Why Odor vs. Bautista wasn’t a crime
With a hard right hook, Rougned Odor sealed a spot in Rangers lore.
Don’t expect police to ruin the celebration.
Major League Baseball will likely suspend and fine Odor after he punched Toronto Blue Jays right fielder Jose Bautista in the jaw during an eighth-inning brawl Sunday afternoon.
But legally, it’s often understood that what happens on the field of play stays there.
It’s sports, which is a totally different ballgame.
Arlington police spokeswoman Sgt. VaNessa Harrison
“It happens all the time in baseball,” said Sgt. VaNessa Harrison, an Arlington police spokesman. “We don't get involved unless they notify us. It’s sports, which is a totally different ballgame.”
Blue Jays manager John Gibbons called the Rangers “gutless” after Sunday’s game. Bautista told reporters, “He got me pretty good, so I have to give him that.”
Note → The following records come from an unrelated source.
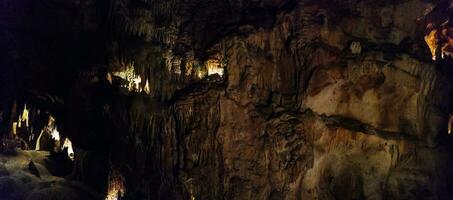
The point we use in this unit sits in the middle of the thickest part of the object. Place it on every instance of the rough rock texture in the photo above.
(309, 99)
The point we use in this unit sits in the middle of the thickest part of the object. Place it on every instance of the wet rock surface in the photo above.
(268, 99)
(19, 182)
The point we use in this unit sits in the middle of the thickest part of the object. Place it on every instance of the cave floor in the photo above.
(20, 181)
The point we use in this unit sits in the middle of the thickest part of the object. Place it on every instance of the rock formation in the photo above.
(239, 99)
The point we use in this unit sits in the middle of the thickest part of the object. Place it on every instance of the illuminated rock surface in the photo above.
(243, 100)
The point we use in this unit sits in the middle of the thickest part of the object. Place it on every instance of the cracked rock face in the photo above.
(246, 99)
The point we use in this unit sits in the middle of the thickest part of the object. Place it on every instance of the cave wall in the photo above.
(317, 99)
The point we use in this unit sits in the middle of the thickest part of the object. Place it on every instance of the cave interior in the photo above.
(226, 99)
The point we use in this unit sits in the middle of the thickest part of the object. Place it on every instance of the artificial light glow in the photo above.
(23, 117)
(214, 67)
(430, 40)
(55, 134)
(133, 79)
(440, 39)
(68, 144)
(116, 188)
(146, 89)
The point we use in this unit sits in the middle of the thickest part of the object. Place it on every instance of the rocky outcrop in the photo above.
(252, 99)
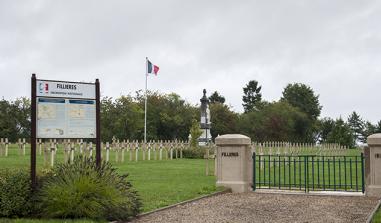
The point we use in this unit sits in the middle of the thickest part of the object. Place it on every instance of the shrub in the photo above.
(81, 190)
(15, 193)
(194, 153)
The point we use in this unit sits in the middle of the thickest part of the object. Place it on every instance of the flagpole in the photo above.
(145, 105)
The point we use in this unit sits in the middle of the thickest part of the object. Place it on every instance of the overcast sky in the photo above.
(332, 46)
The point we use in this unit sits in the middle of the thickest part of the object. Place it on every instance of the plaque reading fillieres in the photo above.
(66, 110)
But so far, neither Gibbons nor Bautista — nor anyone else from Major League Baseball — has reached out to authorities.
Barring a serious incident, “we would not be involved with anything that happens on the field,” Harrison said. “If someone tried to enter the field or trespass along those lines, or vice-versa, we would get involved. Otherwise, it’s pretty much their field.”
Fights are part of the game.
When White Sox third baseman Robin Ventura charged the mound toward Rangers pitcher Nolan Ryan in 1993, Ryan put Ventura in a headlock and punched him.
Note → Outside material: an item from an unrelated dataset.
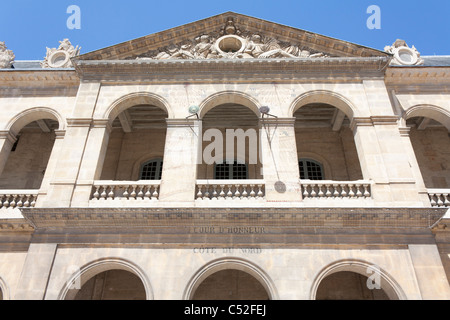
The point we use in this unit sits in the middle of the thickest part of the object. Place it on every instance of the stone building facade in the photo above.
(119, 178)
In 1965, San Francisco Giants’ pitcher Juan Marichal hit Los Angeles Dodgers’ catcher John Roseboro in the head with a bat. Marichal was suspended for eight days and fined $1,750, according to the Los Angeles Times.
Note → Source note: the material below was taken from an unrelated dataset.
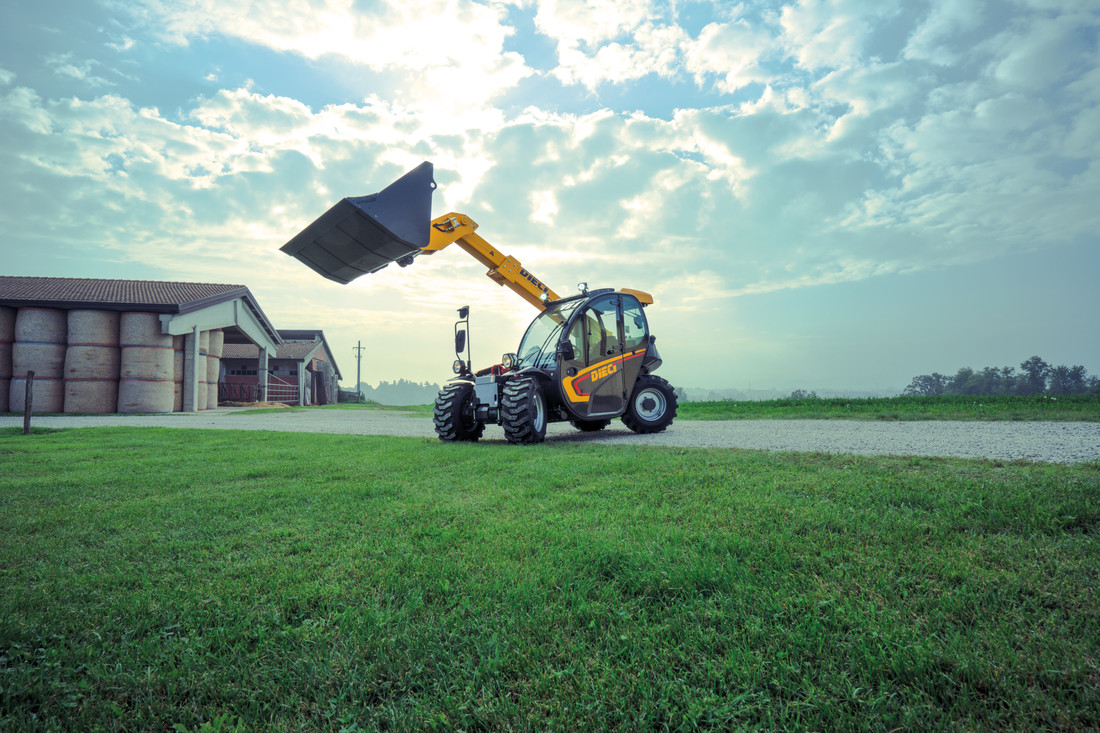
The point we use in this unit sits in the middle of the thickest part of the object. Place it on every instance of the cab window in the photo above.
(635, 329)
Brawls are more prevalent in hockey.
HockeyFights.com keeps a “fight log” for the National Hockey League, categorizing fights by team and player and allowing readers to vote on who won the fight. The site counted 344 league fights this season.
In 2004, Colorado Avalanche forward Steve Moore was hit from behind by Todd Bertzuzzi of the Vancouver Canucks and suffered three fractured vertebrae and a concussion. Bertzuzzi pleaded guilty to criminal assault causing bodily harm and was sentenced to one year of probation, in addition to a 15-month suspension from the NHL, according to The New York Times.
In sports, if you’re out there, you know this is going to happen and everybody sort of recognizes that this is going to happen.
Defense attorney Barry Sorrels
Barry Sorrels, a Dallas criminal defense attorney and an admitted Rangers “homer,” said Odor was within his rights — even if he wasn’t on the playing field.
“If he hadn't been so athletic to avoid being hit so hard, that could have been a career-ending injury caused by [Bautista’s slide],” Sorrels said. “He absolutely had a right to defend himself.”
The common nature of baseball fights, even if punches are rarely landed as squarely as Odor’s, would make for an easy legal defense, Sorrels said.
“In sports, if you’re out there, you know this is going to happen and everybody sort of recognizes that this is going to happen,” Sorrels said. “Just by being out there, you're kind of consenting to be involved in this.”